What does the microbiome do?
When properly balanced, the micro-biome helps the immune system defend against pathogens, or invaders. The good bacteria provides nutritional benefits and unites with bile to aid in fat digestion. These good bacteria also have direct anti-inflammatory effects, regulate movement of the digestive system and it’s contents. They also strengthen the intestinal barrier to allergens and manufacture a myriad of beneficial chemicals.

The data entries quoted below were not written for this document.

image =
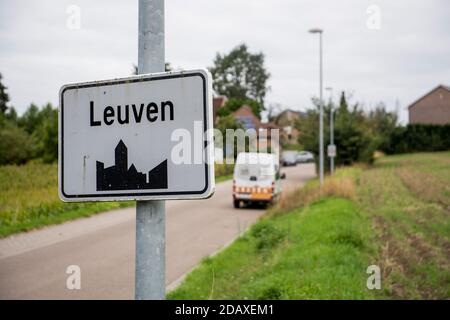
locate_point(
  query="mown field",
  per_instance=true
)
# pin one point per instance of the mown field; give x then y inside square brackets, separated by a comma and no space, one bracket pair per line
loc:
[29,198]
[317,243]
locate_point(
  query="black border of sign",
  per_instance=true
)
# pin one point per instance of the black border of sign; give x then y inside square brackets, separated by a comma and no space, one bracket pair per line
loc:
[140,79]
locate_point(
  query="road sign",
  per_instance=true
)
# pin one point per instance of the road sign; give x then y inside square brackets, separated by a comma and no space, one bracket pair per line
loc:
[331,150]
[146,137]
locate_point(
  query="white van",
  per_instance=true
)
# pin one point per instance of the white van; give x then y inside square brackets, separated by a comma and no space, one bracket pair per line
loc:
[256,178]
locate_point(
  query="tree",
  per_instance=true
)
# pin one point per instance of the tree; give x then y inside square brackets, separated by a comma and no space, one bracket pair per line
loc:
[234,104]
[16,146]
[4,97]
[31,119]
[241,74]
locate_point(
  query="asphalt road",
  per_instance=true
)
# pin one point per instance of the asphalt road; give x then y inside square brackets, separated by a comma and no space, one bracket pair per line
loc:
[33,265]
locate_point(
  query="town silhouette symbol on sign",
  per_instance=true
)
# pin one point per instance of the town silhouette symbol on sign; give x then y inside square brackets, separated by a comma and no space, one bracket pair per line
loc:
[122,177]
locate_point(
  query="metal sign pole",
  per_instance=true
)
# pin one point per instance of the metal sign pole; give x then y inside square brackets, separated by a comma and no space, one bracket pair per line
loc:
[150,215]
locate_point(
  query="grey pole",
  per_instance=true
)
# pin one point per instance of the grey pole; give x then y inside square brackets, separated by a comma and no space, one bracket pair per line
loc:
[320,31]
[150,215]
[321,114]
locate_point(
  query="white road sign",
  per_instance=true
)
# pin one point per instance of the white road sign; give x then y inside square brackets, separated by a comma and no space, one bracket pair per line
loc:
[146,137]
[331,150]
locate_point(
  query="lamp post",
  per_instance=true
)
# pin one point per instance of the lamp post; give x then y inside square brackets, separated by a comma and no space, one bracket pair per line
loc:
[331,127]
[321,155]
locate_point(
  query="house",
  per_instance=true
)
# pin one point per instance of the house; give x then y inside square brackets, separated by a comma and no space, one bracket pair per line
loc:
[432,108]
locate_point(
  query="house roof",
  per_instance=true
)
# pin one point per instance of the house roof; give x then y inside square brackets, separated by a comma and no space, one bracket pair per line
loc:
[430,92]
[218,103]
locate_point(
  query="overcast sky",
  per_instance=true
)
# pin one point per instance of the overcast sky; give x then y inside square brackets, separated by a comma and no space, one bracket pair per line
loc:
[398,57]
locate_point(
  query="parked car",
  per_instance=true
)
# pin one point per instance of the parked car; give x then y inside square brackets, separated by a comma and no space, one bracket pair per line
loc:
[256,178]
[304,157]
[289,158]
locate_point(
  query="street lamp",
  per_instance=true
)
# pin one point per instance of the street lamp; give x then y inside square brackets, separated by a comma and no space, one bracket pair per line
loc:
[320,31]
[331,127]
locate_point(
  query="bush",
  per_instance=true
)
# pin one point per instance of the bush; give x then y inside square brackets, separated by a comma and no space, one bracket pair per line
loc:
[16,145]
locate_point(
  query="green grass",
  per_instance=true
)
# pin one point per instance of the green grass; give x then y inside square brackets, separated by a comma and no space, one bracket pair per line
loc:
[29,198]
[317,243]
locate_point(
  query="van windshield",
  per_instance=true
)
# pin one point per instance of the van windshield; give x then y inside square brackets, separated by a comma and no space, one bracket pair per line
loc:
[261,172]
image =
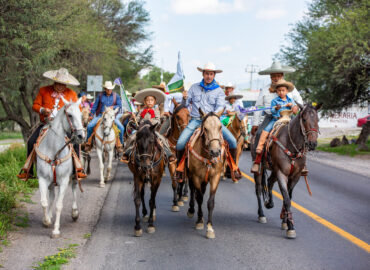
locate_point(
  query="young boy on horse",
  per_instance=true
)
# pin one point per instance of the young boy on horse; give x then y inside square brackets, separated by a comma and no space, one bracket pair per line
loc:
[47,104]
[278,104]
[106,99]
[149,97]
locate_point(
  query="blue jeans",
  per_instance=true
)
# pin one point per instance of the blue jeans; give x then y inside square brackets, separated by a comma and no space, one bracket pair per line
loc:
[193,125]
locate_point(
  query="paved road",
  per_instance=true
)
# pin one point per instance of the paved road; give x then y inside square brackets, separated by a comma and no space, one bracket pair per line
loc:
[241,242]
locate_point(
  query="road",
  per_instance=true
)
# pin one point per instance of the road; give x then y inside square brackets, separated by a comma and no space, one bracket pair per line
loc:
[241,242]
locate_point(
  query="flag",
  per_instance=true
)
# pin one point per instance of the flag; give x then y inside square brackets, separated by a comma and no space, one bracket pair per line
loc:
[176,84]
[126,105]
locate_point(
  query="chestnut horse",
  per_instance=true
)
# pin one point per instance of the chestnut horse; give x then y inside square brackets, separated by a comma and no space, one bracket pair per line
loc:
[147,166]
[286,159]
[205,165]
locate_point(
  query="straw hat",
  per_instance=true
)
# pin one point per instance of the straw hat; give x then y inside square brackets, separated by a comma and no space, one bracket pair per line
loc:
[61,76]
[277,67]
[108,85]
[283,82]
[158,94]
[209,67]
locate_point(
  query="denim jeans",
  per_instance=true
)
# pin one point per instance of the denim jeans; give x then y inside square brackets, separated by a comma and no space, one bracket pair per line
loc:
[193,125]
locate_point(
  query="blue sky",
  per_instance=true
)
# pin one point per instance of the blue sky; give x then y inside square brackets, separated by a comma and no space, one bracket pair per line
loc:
[230,33]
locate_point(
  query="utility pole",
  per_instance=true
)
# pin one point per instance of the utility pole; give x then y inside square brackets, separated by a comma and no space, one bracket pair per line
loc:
[251,69]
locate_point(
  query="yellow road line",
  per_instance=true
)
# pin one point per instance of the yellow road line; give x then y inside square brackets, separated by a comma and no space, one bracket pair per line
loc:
[322,221]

What happens if the microbiome becomes unbalanced?
The alteration of the microbiome or interference in the normal collection of GI bacteria is called “dysbiosis”. This can be caused by the overuse of anti-biotics or other drugs, exposure to chemicals or pesticides, and (in some sensitive pets) vaccinations.
This imbalance is harmful to our pet’s health as the pathogenic (bad) bacteria often produce toxins. Also, lack of the appropriate healthy (good) bacteria means a reduction in all of their anti-inflammatory benefits as well as the loss of their nutrient production, fat digestion and immune assistance.
Cases of chronic gastrointestinal diseases such as irritable bowel, chronic diarrhea, obesity or weight loss, and chronic giardia can often be linked to intestinal dysbiosis. In addition, allergies, chronic skin disease, and even mental and emotional issues can be tied to unbalanced intestinal flora.
The long-term ingestion of the by-products of food processing can have chronic long term effects. When carbohydrates and proteins are heated at high temperatures and also concurrently exposed to high pressure, they undergo a chemical reaction called the “Maillard reaction”. New chemical compounds are formed in the food, which are termed Advanced Glycosolated End products, or A.G.E.’s. These new compounds are known to be pro-inflammatory, which means they speed the aging process and contribute to any “itis”! Some of the new compounds formed (heterocyclic amines) are even carcinogenic.
Furthermore, high temperature processing of dry pet food also destroys delicate micronutrients, creates new free radicals, and can alter digestibility. Lastly, chemical preservatives used in dry foods have adverse effects when ingested over long term, even if the amounts within individual meals have been measured as non-toxic.